Uscii, amareggiato ed infreddolito. I piedi sembravano due lastre di ghiaccio e le labbra blu ritrattavano alla perfezione la pazzia di passare tre ore nell’acqua gelida. Erika, che paziente mi aspettava sulla spiaggia con il suo libro preferito in mano, mi venne incontro con l’accappatoio caldo. Mi avvolse in un morbido abbraccio.
-Come è andata?-
-Ho visto solo un cefalone e l’ho pure sbagliato-
-Ma con questo freddo non è il caso che rinunci ad andare? Tanto lo sai che non gira niente in questo periodo-
La temperatura dell’acqua si sarebbe presto abbassata ulteriormente per arrivare a sfiorare i 6°C a febbraio o marzo quando i fiumi avrebbero trasportato a valle l’acqua gelida delle montagne innevate. Non ero più un giovincello e certe mattità si fanno quando si è incoscienti e forti. Quella sarebbe stata l’ultima pescata dell’anno. Avrei appeso la muta al chiodo almeno per qualche mese e mi sarei dedicato ad allenare il mio corpo con sane corsette serali sul lungomare.

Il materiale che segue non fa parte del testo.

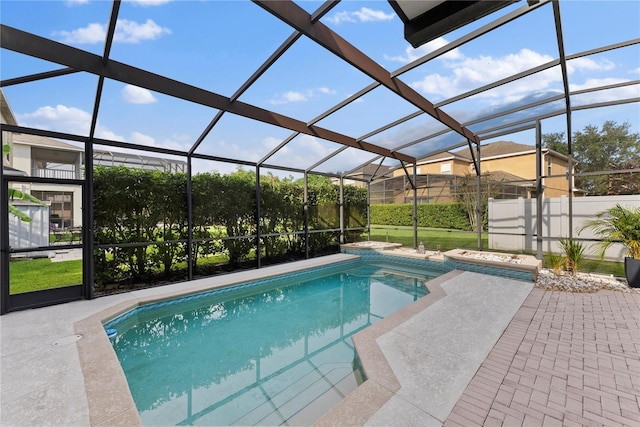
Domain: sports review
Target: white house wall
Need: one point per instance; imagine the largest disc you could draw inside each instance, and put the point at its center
(30, 234)
(516, 218)
(22, 157)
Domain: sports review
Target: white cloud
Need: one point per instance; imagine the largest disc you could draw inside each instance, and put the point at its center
(369, 15)
(142, 139)
(137, 95)
(133, 32)
(296, 96)
(412, 54)
(592, 83)
(327, 91)
(76, 121)
(148, 2)
(363, 15)
(126, 32)
(469, 73)
(92, 33)
(589, 64)
(59, 118)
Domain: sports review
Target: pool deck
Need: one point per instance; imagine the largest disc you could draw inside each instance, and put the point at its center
(478, 350)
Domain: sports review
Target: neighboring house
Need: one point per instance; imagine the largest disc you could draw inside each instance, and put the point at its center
(42, 157)
(510, 166)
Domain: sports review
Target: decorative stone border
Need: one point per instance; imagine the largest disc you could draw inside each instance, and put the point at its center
(526, 269)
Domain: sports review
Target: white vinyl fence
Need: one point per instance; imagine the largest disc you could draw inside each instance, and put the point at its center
(30, 234)
(513, 223)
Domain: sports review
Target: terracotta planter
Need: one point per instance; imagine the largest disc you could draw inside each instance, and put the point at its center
(632, 271)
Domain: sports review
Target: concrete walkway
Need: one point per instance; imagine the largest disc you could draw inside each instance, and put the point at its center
(565, 360)
(469, 356)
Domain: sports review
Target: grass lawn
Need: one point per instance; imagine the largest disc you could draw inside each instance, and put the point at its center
(447, 239)
(41, 273)
(452, 239)
(37, 274)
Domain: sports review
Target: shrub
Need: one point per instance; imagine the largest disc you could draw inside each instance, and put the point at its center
(432, 215)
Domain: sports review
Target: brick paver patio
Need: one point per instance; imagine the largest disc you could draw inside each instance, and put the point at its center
(565, 359)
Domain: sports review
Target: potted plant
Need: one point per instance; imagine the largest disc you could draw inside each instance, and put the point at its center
(620, 225)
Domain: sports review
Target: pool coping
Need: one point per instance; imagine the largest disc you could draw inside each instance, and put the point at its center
(110, 401)
(108, 396)
(381, 383)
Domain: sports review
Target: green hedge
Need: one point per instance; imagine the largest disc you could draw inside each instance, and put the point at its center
(432, 215)
(140, 220)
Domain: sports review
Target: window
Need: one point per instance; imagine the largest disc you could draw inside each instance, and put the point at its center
(445, 168)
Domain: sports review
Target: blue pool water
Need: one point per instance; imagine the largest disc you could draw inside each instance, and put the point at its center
(277, 352)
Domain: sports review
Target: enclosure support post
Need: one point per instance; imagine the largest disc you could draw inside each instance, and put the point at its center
(539, 190)
(567, 100)
(478, 197)
(368, 210)
(342, 242)
(306, 215)
(4, 237)
(190, 254)
(415, 206)
(88, 240)
(257, 219)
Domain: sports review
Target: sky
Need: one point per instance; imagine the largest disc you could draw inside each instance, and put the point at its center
(218, 45)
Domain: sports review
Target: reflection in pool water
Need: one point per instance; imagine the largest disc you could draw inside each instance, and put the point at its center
(279, 353)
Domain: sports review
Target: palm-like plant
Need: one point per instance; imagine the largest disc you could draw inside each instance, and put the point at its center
(17, 194)
(617, 225)
(573, 254)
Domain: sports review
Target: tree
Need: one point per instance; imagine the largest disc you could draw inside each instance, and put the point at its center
(556, 141)
(612, 147)
(17, 194)
(468, 197)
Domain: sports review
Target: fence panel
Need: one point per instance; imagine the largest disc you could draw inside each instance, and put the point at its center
(35, 233)
(513, 223)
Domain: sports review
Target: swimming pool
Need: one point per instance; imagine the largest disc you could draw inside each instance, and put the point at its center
(271, 352)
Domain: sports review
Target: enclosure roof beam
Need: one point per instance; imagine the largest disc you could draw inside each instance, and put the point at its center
(39, 47)
(298, 18)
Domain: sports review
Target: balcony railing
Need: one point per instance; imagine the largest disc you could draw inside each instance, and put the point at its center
(56, 173)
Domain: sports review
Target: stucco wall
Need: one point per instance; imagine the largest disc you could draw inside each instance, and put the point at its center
(513, 226)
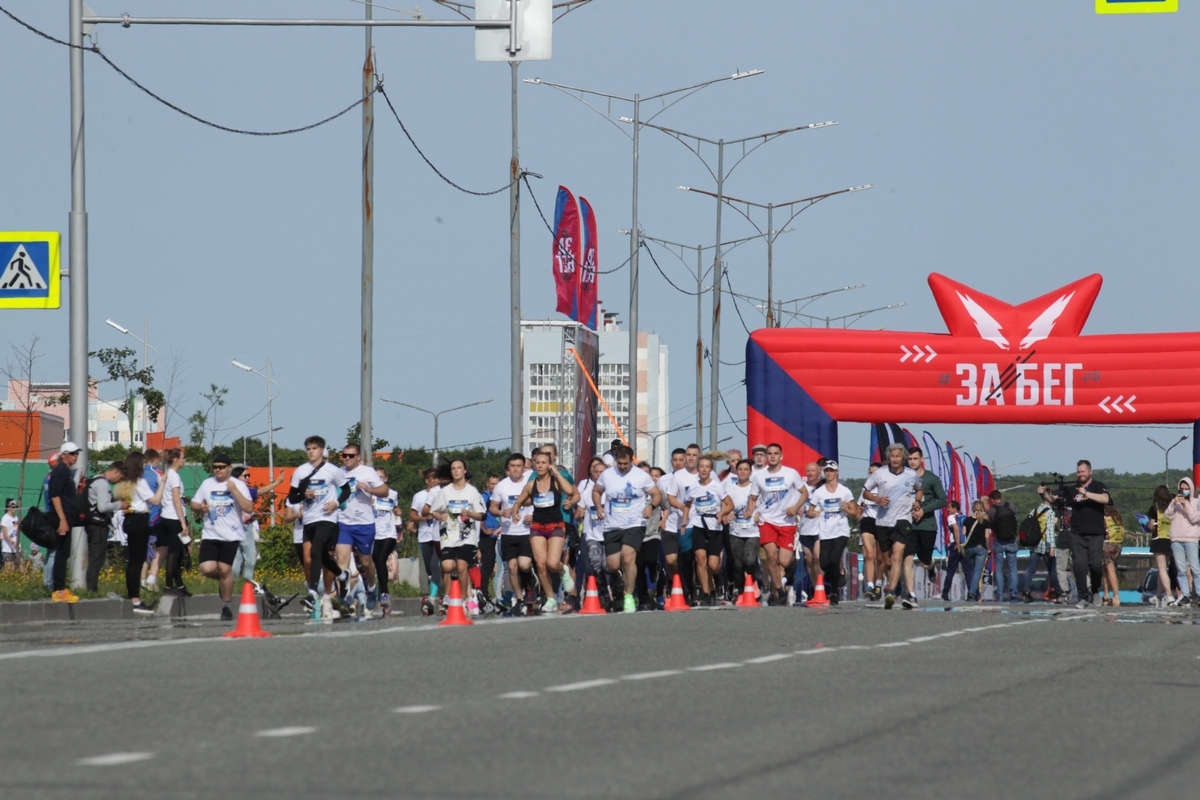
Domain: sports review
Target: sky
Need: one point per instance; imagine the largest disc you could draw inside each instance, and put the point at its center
(1014, 146)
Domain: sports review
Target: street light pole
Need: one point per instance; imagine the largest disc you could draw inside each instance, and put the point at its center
(1167, 457)
(635, 232)
(436, 415)
(270, 419)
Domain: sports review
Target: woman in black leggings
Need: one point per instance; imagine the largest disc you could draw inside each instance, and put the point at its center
(136, 491)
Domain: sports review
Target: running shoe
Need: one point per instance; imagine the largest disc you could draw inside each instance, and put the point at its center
(65, 596)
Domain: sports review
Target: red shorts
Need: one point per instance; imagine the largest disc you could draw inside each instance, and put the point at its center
(779, 535)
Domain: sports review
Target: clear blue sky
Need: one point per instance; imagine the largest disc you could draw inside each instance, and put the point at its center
(1014, 145)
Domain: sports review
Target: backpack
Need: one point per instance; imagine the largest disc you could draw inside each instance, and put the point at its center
(1030, 533)
(1005, 524)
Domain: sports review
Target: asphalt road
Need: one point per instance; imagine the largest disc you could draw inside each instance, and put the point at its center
(773, 702)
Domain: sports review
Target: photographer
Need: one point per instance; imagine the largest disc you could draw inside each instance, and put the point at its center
(1087, 529)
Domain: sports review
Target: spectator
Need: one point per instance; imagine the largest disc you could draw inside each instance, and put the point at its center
(1002, 515)
(1185, 517)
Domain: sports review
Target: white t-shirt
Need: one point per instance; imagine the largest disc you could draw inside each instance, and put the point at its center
(706, 503)
(322, 489)
(777, 493)
(678, 483)
(223, 519)
(832, 522)
(742, 527)
(385, 515)
(624, 497)
(427, 530)
(360, 505)
(901, 491)
(507, 492)
(593, 527)
(459, 530)
(11, 529)
(168, 494)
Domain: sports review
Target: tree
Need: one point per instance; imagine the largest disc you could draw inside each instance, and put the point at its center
(19, 371)
(120, 364)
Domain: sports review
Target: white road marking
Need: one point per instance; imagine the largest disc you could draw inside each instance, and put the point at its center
(766, 660)
(279, 733)
(712, 667)
(114, 759)
(647, 675)
(582, 685)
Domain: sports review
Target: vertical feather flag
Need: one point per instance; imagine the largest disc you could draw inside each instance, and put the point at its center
(567, 253)
(589, 288)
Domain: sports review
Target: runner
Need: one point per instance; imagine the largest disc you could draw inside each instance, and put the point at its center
(743, 533)
(222, 500)
(619, 495)
(709, 504)
(895, 489)
(460, 509)
(780, 493)
(550, 493)
(388, 519)
(516, 551)
(873, 558)
(315, 485)
(832, 505)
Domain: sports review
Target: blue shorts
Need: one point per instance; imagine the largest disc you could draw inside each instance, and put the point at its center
(360, 536)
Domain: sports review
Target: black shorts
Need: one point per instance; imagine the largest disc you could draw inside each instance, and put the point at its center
(461, 553)
(325, 530)
(213, 549)
(613, 540)
(923, 545)
(515, 547)
(711, 541)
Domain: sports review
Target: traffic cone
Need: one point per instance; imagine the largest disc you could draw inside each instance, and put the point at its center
(819, 596)
(455, 614)
(677, 602)
(247, 618)
(592, 599)
(747, 599)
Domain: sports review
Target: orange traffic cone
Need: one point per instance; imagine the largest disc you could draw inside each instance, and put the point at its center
(454, 607)
(747, 599)
(676, 602)
(247, 618)
(592, 599)
(819, 596)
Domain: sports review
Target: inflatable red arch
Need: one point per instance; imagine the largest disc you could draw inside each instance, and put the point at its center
(1000, 364)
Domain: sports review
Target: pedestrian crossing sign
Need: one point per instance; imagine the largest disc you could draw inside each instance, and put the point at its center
(1137, 6)
(29, 269)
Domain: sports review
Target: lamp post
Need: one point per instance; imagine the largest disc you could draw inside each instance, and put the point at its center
(749, 144)
(145, 362)
(436, 415)
(270, 419)
(771, 233)
(1167, 456)
(634, 240)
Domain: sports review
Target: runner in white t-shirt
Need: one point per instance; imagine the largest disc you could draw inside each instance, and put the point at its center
(780, 493)
(708, 504)
(222, 500)
(516, 549)
(388, 521)
(621, 498)
(831, 506)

-Hai ragione, fino a marzo non si pesca più-
Mi guardò cercando di capire se fossi serio o meno. Lo ero, lo ero davvero e non era lo scotto di quella cattura mancata, né la rabbia e nemmeno tutto quel freddo che da tempo ero abituato a prendere, ma solo una sana e matura decisione. Obiettivamente non ho mai fatto grandi catture nei mesi invernali, anzi nella stragrande maggioranza delle volte il mare in inverno, nella fascia del medio adriatico, si trasforma in un monotono paesaggio lunare. Valeva davvero la pena continuare a prendere tutto quel freddo? Rischiare un’ipotermia o peggio mettere a repentaglio la mia vita in quelle gelide e desertiche acque? Fino ad un anno prima avrei risposto di sì e senza esitare un momento, ma quel giorno non ne ero più convinto. Pesco per diletto, per stare bene, per sentirmi vivo e non ho bisogno di dimostrare nulla a nessuno, nemmeno a me stesso ed allora che senso ha continuare a martoriare il mio corpo in quel modo? Che senso ha correre dei rischi inutili consapevole dei rischi e delle misere catture?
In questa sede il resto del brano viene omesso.